Inovasi merupakan langkah tepat bagi perusahaan agar tetap bisa bertahan hidup dan berkembang. Setelah sukses mendorong pemanfaatan kompor induksi dan penyediaan inftrastuktur ekosistem kendaraan bermotor listrik, kini PT PLN (Persero) melakukan langkah strategis dengan menyiapkan energi bersih ramah lingkungan untuk pembangkit listrik dan kendaraan bermotor dengan memproduksi Green Hydrogen.

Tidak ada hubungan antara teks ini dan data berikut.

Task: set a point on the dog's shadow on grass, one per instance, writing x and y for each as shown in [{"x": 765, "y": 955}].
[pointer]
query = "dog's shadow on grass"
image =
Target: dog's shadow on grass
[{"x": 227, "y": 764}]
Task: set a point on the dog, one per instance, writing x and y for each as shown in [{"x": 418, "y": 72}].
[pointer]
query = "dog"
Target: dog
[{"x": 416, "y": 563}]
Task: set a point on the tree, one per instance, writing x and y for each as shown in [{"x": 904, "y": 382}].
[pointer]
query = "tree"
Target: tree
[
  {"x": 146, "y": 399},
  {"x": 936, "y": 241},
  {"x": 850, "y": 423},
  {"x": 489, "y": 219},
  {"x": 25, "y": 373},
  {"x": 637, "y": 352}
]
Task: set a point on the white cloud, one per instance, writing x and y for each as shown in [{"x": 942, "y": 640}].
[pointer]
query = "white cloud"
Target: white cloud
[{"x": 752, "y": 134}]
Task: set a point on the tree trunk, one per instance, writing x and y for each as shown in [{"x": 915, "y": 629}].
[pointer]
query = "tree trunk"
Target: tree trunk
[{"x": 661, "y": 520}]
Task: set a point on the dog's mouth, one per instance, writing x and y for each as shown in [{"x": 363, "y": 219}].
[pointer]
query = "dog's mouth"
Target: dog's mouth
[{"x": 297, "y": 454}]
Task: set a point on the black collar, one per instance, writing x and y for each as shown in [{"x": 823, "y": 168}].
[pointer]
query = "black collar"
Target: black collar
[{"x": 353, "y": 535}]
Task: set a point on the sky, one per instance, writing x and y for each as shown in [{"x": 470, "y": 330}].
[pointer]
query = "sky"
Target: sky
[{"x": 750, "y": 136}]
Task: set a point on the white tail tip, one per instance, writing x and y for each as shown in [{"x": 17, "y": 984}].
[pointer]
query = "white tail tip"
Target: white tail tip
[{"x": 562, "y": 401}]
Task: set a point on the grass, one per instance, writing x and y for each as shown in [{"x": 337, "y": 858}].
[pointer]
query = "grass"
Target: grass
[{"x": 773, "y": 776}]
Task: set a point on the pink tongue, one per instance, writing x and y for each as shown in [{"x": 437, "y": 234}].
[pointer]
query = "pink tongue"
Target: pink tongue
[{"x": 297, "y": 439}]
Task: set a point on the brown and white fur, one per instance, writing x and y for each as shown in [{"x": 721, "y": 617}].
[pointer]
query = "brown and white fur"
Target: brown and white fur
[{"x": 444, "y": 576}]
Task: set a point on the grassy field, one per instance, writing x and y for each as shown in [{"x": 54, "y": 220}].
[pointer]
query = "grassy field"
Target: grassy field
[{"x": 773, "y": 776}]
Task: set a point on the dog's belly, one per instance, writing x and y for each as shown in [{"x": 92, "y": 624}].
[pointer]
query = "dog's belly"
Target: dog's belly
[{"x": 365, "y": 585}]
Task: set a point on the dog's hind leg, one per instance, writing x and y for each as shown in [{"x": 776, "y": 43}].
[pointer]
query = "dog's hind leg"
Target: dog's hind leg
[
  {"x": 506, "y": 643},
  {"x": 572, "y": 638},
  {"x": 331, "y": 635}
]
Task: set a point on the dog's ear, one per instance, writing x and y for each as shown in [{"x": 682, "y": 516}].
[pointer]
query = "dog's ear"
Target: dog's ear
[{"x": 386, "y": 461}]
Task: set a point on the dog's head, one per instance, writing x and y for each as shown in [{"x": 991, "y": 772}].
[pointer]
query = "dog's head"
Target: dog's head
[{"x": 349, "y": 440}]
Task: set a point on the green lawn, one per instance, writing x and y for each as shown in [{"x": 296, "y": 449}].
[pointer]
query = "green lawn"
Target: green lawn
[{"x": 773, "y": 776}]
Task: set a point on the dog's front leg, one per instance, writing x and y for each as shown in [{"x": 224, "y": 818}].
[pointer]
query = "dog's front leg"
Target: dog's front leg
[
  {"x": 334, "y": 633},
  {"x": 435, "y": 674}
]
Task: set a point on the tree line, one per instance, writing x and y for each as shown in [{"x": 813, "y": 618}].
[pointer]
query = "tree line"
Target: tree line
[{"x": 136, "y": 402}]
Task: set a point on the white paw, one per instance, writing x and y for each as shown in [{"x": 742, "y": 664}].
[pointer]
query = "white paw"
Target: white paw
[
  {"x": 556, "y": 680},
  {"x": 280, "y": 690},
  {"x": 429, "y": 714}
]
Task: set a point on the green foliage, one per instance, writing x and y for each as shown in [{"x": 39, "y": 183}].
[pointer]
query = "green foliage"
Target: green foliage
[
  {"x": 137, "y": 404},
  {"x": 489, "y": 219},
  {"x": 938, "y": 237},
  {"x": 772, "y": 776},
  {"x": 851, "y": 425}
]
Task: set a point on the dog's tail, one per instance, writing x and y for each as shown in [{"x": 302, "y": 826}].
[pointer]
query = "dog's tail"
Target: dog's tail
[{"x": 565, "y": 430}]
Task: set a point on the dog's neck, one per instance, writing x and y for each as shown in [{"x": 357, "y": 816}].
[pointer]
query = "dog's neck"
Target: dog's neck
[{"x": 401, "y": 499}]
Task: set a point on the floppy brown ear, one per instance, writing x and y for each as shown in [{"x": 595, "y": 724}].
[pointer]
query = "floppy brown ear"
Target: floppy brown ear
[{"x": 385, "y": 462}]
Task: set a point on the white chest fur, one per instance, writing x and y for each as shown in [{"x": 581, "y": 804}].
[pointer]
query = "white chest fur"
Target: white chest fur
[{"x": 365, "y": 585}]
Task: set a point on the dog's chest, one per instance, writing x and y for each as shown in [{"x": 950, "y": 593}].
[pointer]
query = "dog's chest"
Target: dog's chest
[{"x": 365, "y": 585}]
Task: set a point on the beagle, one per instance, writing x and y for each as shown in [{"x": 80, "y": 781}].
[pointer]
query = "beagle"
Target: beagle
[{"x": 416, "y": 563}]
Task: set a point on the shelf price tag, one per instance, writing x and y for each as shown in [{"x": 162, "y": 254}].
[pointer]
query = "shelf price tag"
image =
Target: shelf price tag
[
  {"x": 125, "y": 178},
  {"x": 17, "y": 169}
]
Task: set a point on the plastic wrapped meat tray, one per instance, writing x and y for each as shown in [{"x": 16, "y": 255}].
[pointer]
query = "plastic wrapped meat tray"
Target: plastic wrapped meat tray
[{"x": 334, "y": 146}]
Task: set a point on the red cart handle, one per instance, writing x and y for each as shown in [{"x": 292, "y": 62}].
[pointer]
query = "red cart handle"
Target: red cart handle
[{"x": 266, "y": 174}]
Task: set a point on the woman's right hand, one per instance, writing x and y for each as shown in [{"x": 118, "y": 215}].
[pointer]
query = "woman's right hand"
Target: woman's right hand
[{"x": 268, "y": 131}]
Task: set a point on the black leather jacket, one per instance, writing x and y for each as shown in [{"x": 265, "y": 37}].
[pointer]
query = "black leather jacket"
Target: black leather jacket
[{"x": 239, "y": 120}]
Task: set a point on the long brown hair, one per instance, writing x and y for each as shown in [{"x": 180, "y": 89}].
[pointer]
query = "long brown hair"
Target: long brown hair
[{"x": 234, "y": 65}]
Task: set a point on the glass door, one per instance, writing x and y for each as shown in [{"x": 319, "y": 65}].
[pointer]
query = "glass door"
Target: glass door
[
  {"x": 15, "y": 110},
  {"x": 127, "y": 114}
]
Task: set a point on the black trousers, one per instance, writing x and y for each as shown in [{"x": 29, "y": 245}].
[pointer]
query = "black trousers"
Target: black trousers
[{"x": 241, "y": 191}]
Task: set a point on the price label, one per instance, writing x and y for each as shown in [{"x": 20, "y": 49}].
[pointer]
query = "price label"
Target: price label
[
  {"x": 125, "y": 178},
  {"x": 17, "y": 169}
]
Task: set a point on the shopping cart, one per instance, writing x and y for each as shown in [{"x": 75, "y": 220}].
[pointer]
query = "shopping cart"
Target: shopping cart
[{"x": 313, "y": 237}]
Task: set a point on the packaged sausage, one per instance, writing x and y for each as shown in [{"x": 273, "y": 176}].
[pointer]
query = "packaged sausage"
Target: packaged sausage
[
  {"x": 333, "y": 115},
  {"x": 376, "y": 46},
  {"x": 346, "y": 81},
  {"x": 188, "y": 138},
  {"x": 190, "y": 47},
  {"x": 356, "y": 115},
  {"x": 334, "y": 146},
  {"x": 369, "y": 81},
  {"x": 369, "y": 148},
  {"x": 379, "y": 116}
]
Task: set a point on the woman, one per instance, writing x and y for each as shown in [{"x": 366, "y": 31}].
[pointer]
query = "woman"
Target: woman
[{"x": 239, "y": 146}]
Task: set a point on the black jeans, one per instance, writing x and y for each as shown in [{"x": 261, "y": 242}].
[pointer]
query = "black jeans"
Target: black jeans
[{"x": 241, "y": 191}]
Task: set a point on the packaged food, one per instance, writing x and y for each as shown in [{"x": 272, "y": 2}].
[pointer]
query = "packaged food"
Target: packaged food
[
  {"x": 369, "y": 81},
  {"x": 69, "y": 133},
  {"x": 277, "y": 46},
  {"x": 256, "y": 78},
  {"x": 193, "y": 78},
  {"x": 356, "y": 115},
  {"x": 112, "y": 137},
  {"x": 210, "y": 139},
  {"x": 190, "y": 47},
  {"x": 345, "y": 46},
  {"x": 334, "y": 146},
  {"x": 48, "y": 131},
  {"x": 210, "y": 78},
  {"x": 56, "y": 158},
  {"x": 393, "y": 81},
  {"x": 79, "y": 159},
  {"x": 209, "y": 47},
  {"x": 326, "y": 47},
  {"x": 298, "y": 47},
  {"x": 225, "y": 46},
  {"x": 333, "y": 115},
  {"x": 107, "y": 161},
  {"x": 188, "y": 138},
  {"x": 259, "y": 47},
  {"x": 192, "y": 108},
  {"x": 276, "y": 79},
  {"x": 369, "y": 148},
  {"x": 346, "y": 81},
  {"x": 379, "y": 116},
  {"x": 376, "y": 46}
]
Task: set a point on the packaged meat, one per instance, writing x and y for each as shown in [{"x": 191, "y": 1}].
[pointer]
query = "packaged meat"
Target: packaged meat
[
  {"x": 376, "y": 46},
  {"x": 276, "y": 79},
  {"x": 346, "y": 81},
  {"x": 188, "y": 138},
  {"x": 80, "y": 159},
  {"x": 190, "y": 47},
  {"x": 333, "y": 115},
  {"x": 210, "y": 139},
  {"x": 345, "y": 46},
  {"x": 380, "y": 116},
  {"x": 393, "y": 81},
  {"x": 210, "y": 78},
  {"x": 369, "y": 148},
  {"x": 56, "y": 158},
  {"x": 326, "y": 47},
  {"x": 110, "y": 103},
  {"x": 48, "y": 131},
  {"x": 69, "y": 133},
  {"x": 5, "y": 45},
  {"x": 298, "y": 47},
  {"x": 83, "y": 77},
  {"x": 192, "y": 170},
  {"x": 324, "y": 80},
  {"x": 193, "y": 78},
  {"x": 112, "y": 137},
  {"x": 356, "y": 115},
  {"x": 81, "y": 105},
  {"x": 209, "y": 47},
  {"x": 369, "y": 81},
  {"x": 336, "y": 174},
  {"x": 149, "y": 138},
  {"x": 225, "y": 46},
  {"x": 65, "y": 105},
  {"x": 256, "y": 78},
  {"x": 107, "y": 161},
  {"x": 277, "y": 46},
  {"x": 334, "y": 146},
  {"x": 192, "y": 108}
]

Penerapan energi bersih saat ini sudah menjadi tren global. Penggunaan energi fosil mulai bergeser dan ditinggalkan khususnya di negara-negara maju seperti di Eropa dan Skandinavia. Negara berkembang seperti di Asia termasuk Indonesia juga akan segera menerapkan energi lebih bersih yang sering juga disebut dengan transisi energi sebagai pijakan target Net Zero Emission pada tahun 2060. Bukan hanya pemerintah, berbagai perusahan minyak dan gas bumi ternama sudah menggaungkan energi terbarukan sebagai fokus bisnis masa depannya.
Menurut Indonesia Fuel Cell and Hydrogen Energy (IFHE) dan Badan Riset dan Inovasi Nasional (BRIN) dalam Indonesia Hidrogen Roadmap yang diterbitkan Tahun 2023, Kementerian ESDM mendorong hidrogen menjadi salah satu pembawa energi bersih dan serbaguna dalam mendorong percepatan transisi energi di Indonesia.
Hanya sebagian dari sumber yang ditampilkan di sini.